I thought i'd resolved my problem, but it still does not agree with the book.


sinθ = cos(π/2 - θ)

sin2θ = cos(π/2 - 2θ)

cos3θ = cos(π/2 - 2θ)

3θ = nπ +/- π/2 - 2θ

θ = (nπ +/- π/2 - 2θ)/3

 

[BOAS]

I feel like a crazy person talking to myself, but just to save anyone the trouble of replying, I have figured it out.

3θ = nπ +/- π/2 - 2θ

either 3θ = nπ - π/2 - 2θ

or

3θ = nπ + π/2 - 2θ

It works out that θ = π/10(4n+1)

or

θ = π/2(4n-1)

Which is precisely what I wanted :)

Perhaps a mod can delete this thread.

 

[Ray Vickson]

I feel like a crazy person talking to myself, but just to save anyone the trouble of replying, I have figured it out.

3θ = nπ +/- π/2 - 2θ

either 3θ = nπ - π/2 - 2θ

or

3θ = nπ + π/2 - 2θ

It works out that θ = π/10(4n+1)

or

θ = π/2(4n-1)

Which is precisely what I wanted :)

Perhaps a mod can delete this thread.

I hope a moderator does not delete this thread, because you have certainly not found the general solution.

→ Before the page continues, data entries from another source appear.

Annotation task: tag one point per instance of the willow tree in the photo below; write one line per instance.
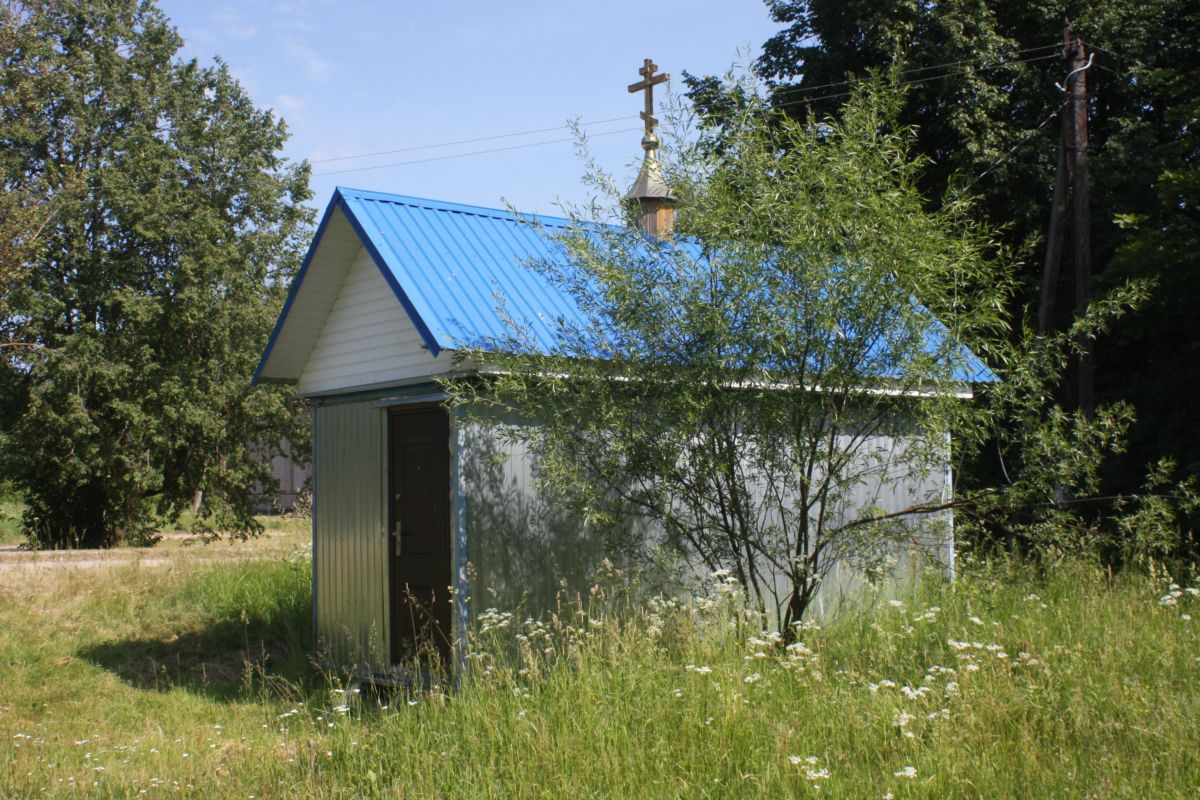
(153, 288)
(799, 346)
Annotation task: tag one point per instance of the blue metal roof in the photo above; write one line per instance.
(462, 272)
(455, 266)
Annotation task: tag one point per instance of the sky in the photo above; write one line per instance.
(361, 77)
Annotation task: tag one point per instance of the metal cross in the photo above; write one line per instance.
(648, 82)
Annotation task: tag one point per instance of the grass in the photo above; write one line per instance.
(193, 681)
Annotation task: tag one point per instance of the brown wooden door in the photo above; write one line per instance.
(419, 525)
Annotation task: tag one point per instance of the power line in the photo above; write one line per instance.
(474, 152)
(483, 138)
(1013, 149)
(915, 71)
(919, 80)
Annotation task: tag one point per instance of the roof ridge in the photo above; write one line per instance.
(455, 208)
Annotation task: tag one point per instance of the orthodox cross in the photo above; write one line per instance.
(647, 83)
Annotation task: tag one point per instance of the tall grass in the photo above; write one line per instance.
(1012, 683)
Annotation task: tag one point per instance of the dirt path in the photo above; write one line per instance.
(175, 549)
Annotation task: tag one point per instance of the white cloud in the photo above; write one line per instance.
(233, 23)
(288, 103)
(313, 62)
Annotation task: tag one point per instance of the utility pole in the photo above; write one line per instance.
(1077, 85)
(1071, 188)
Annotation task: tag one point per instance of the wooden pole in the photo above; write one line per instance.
(1085, 380)
(1062, 182)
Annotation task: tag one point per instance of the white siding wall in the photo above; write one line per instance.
(367, 338)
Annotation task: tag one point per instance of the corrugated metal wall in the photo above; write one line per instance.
(351, 543)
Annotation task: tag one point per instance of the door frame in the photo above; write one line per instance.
(394, 413)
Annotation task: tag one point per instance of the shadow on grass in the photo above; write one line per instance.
(229, 659)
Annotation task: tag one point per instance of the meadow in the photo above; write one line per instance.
(195, 679)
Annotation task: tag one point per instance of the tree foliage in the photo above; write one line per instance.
(154, 284)
(982, 96)
(772, 386)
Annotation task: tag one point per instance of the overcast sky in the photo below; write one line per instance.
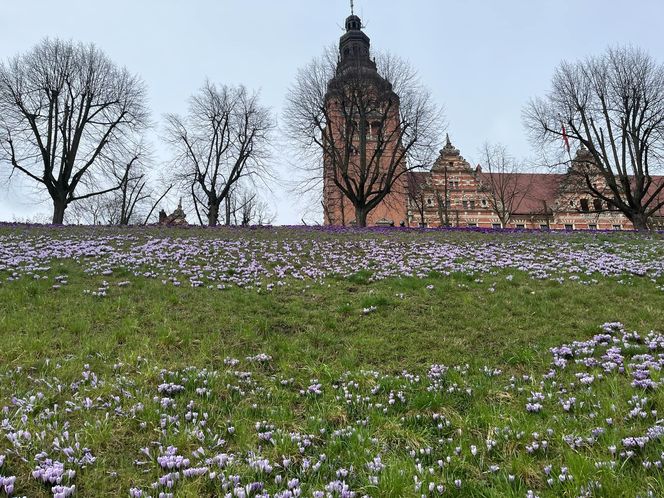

Applying $\sin(\phi) = \cos(\pi/2 \: - \: \phi)$ to $\phi = 2 \theta$, we have
\sin(2 \theta) = \cos\left( \frac{\pi}{2} - 2 \theta \right)
for what it's worth (which is not much in this problem).

 

[BOAS]

I hope a moderator does not delete this thread, because you have certainly not found the general solution.

Applying $\sin(\phi) = \cos(\pi/2 \: - \: \phi)$ to $\phi = 2 \theta$, we have
\sin(2 \theta) = \cos\left( \frac{\pi}{2} - 2 \theta \right)
for what it's worth (which is not much in this problem).

My answer agrees with the textbook... Is what I've done not what you'd call the general solution to the original equation, or are you saying I have made a mistake?

Thanks.

 

[Ray Vickson]

My answer agrees with the textbook... Is what I've done not what you'd call the general solution to the original equation, or are you saying I have made a mistake?

Thanks.

No, I'm saying I made a dumb mistake, and your solution is OK. Sorry.